'World's oldest cold case' SOLVED as family's cause of death revealed

By Patrick Harrington

'World's oldest cold case' SOLVED as family's cause of death revealed

Scientists have unravelled the mystery surrounding 100 burned and bashed bones

DETECTIVES have solved the "world's oldest cold case" as battered human bones give clues to seven brutal deaths almost 6,000 years ago.

Archaeologists discovered a scene of mass death in 2004 with nearly 100 pieces of human bone at the site of a prehistoric house.

The dwelling had been in the ancient settlement of Kosenivka, about 115 miles south of the Ukrainian capital Kyiv.

The bones from most of the Stone Age skeletons were charred and burned, and two of the skulls had been brutally caved in.

The skeletons belonged to at least seven people: two children, one teenager and four adults.

Interestingly, the only four skeletons inside the house were scorched, whilst the three found outside were not.

Initially, it had been presumed that the deaths were accidental - perhaps as a result of a house fire.

However, the realisation that two of the adults suffered violent head trauma just before their deaths sparked a 5,700-year forensic investigation.

The mystery thickened when radiocarbon dating determined that six of the people, possibly a family, died between 3690 and 3620 BC, whilst the seventh - an unburnt adult - died around 130 years later.

Only the skull of this mystery seventh person was present.

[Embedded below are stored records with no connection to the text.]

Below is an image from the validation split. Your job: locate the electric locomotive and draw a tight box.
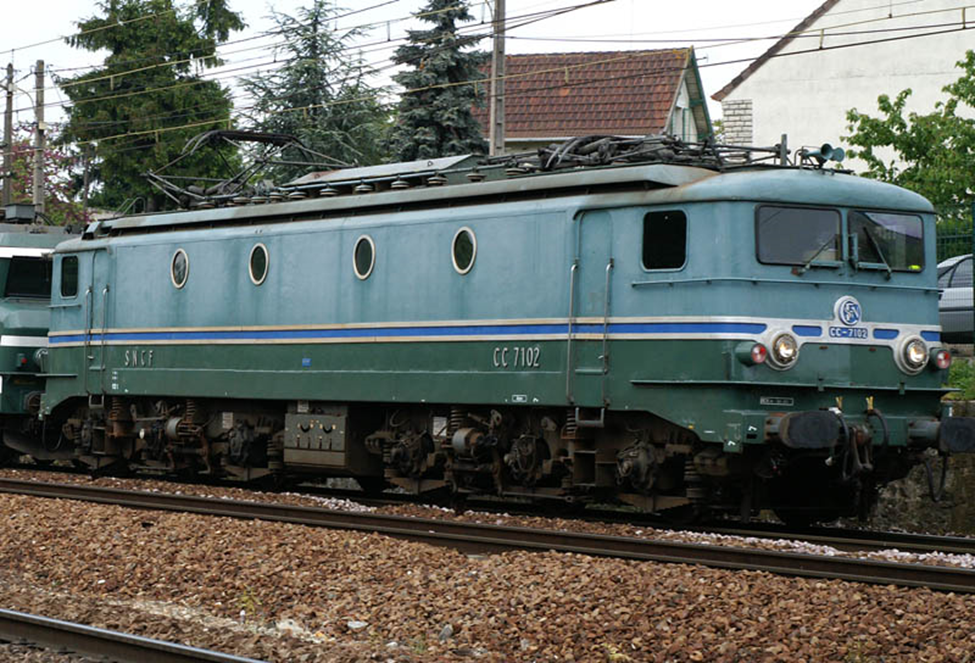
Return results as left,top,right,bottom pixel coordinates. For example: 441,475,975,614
0,204,70,459
21,137,975,521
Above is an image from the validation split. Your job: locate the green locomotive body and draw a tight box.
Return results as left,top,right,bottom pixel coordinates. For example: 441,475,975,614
0,210,70,456
30,147,975,519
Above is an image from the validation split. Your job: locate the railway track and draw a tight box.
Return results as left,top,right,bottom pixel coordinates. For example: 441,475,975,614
0,479,975,593
322,487,975,555
0,610,261,663
9,465,975,555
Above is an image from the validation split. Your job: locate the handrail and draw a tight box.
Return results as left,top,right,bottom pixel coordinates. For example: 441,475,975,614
600,257,613,405
630,276,938,293
565,258,579,403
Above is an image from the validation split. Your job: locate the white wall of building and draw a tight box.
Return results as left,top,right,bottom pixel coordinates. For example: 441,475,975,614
722,0,975,157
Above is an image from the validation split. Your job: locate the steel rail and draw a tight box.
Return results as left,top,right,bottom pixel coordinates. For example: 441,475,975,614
688,523,975,555
9,465,975,555
0,479,975,593
0,610,262,663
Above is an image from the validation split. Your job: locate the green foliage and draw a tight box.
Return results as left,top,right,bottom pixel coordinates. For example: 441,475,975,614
948,357,975,401
390,0,488,161
59,0,244,209
5,124,89,225
243,0,389,178
845,51,975,218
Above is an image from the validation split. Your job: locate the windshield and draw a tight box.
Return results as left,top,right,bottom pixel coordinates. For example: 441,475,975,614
849,212,924,272
756,205,842,265
3,257,51,299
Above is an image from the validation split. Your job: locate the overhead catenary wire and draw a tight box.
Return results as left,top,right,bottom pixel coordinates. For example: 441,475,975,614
61,3,964,144
15,0,572,112
3,0,970,162
68,14,968,152
15,0,596,121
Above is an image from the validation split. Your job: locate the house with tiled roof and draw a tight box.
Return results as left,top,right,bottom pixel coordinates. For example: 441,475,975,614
475,48,712,152
712,0,975,154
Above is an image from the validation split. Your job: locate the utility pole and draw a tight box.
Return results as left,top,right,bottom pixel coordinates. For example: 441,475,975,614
3,64,14,207
34,60,47,214
488,0,505,156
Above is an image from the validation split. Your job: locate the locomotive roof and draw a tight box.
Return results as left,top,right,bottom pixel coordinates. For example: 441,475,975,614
65,158,934,250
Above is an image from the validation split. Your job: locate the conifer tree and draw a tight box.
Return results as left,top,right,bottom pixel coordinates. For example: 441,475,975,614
58,0,244,210
390,0,488,161
243,0,389,179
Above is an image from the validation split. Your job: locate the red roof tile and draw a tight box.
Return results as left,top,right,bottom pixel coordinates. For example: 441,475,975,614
474,48,690,138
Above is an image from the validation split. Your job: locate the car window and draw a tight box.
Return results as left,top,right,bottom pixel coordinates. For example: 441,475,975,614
951,258,972,288
938,265,955,288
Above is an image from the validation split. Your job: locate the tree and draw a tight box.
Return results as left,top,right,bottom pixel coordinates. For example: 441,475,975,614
390,0,488,161
5,124,90,226
243,0,389,178
845,51,975,218
59,0,244,209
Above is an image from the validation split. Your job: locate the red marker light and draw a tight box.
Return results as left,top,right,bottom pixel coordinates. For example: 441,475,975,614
752,343,768,364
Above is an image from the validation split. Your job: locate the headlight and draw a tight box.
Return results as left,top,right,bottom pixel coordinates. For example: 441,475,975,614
904,338,928,371
772,334,799,368
894,336,931,375
934,349,951,371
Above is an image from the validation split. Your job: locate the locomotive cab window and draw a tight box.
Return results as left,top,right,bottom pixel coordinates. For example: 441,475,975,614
61,256,78,297
352,235,376,281
755,205,843,267
169,249,190,289
247,244,268,285
849,211,924,272
643,210,687,269
3,256,51,299
450,226,477,274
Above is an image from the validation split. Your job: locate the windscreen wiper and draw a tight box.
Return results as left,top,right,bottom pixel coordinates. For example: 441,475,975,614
863,226,894,280
796,233,836,274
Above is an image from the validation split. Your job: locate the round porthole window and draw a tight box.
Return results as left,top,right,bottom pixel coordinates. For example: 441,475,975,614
169,249,190,288
249,244,268,285
352,235,376,281
451,227,477,274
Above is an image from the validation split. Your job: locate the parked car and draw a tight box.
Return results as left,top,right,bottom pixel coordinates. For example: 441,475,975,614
938,253,975,343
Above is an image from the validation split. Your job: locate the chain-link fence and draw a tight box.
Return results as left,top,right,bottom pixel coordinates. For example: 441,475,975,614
936,205,975,344
937,231,972,263
937,205,975,262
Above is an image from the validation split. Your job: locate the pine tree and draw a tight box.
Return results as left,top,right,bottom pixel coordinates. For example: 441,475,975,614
243,0,389,179
58,0,244,210
390,0,488,161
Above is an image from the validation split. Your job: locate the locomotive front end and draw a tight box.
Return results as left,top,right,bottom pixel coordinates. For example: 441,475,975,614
648,168,975,522
0,210,68,460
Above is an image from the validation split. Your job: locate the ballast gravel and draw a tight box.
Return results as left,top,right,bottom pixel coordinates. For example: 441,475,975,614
0,486,975,663
0,469,975,568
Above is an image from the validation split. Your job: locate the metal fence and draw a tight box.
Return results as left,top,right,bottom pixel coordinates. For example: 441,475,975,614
937,231,972,262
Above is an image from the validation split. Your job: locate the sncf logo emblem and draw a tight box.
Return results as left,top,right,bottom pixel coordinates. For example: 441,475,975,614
834,295,863,327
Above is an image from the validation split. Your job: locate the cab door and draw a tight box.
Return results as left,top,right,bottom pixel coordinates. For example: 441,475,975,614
566,210,614,408
82,249,112,394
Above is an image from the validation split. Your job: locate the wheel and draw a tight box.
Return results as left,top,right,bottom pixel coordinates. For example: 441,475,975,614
355,477,389,495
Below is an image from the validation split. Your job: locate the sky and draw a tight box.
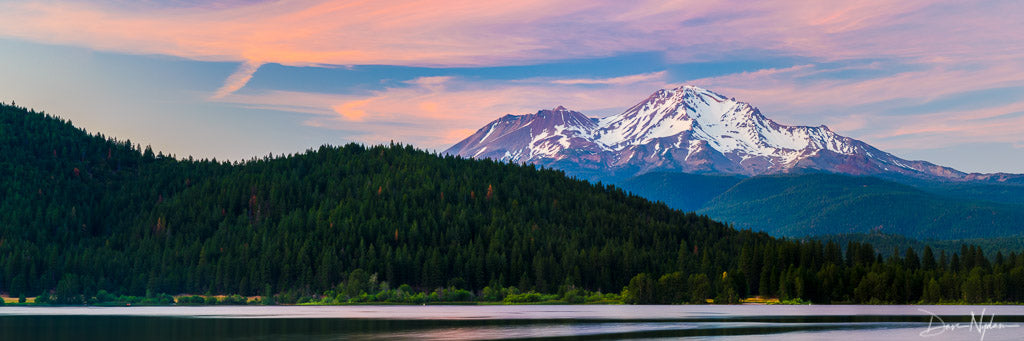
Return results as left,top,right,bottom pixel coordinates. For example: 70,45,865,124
0,0,1024,173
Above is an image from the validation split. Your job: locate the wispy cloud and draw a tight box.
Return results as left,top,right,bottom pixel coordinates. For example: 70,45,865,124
210,60,262,99
551,71,667,85
0,0,1024,97
211,75,668,148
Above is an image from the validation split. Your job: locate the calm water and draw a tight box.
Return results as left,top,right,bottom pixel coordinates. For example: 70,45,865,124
0,305,1024,340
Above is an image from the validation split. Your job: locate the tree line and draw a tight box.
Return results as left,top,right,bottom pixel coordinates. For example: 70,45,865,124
0,104,1024,303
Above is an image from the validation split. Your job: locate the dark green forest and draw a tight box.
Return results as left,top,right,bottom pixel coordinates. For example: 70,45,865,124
618,173,1024,237
0,104,1024,303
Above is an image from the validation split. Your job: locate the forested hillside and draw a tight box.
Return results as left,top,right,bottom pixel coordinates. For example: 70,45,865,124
0,102,745,295
0,102,1024,303
620,173,1024,240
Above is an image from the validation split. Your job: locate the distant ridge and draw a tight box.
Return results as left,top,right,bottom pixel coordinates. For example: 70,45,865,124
443,85,1024,182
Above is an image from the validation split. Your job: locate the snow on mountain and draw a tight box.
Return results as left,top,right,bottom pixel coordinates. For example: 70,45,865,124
443,85,969,179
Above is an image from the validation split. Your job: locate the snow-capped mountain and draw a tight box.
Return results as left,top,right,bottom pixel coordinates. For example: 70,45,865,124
443,85,977,179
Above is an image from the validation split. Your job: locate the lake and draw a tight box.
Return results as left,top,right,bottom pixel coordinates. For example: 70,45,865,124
0,305,1024,341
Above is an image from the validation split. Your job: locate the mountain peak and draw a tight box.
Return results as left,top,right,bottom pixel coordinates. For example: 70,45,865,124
444,85,966,179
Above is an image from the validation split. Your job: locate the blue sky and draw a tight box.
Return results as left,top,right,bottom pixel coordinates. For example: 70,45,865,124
0,0,1024,173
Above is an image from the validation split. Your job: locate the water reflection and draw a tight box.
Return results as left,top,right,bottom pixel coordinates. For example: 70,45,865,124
0,305,1024,341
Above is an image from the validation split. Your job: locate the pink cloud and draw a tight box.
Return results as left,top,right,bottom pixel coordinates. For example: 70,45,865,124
0,0,1024,96
552,71,667,85
211,75,668,150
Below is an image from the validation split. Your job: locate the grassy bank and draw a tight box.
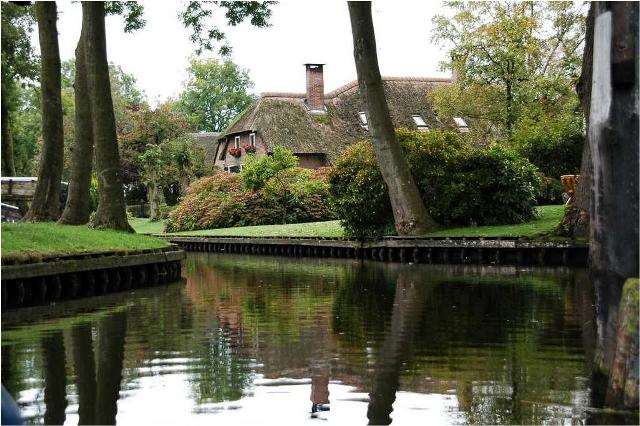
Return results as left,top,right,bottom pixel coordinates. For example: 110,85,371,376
130,205,564,238
2,223,167,258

Researchers studied closely the fracture patterns and discolouration displayed by the bones to deduce all they could about the last moments of the Stone Age people.

The team concluded that the people inside had been burned to death, unable to escape the flames, whilst the others managed to stagger outside but later succumbed to smoke inhalation.

The brutal head injuries, however, remain the subject of speculation.

Katharina Fuchs, a researcher at Kiel University in Germany, suggested that the death scene involved someone "killing the people in the house, leaving their corpses, and setting the house on fire".

The study paper also believes that the house and bodies were completely covered with soil soon after the tragedy, and then the skull of someone else was placed on top a century later.

The authors believe that the final skull could have been placed on top of the site as part of a deliberate ritual.

Jordan Karsten, an archeologist at the University of Wisconsin, told Live Science: "It seems reasonable that the individuals recovered from Kosenivka were killed during a raid and that their house was lit on fire during the conflict."

"Previous explanations [for houses burned in this period] have focused on ritual house destruction through intentional burning, but these results suggest that intergroup conflict might better fit the data."

The group who died was part of the "Cucutine-Trypillia" society, thought to be the oldest civilisation in Europe.

People who research this era know the people as the "missing dead", due to the lack of graves, bodies and burials that have been unearthed.

The Kosenivka "mega-settlement" consisted of public buildings and family homes, many of which were deliberately burned down when people left.

It is unusual, however, to find bones in the burned-out houses, which is why this case surprised scientists so much.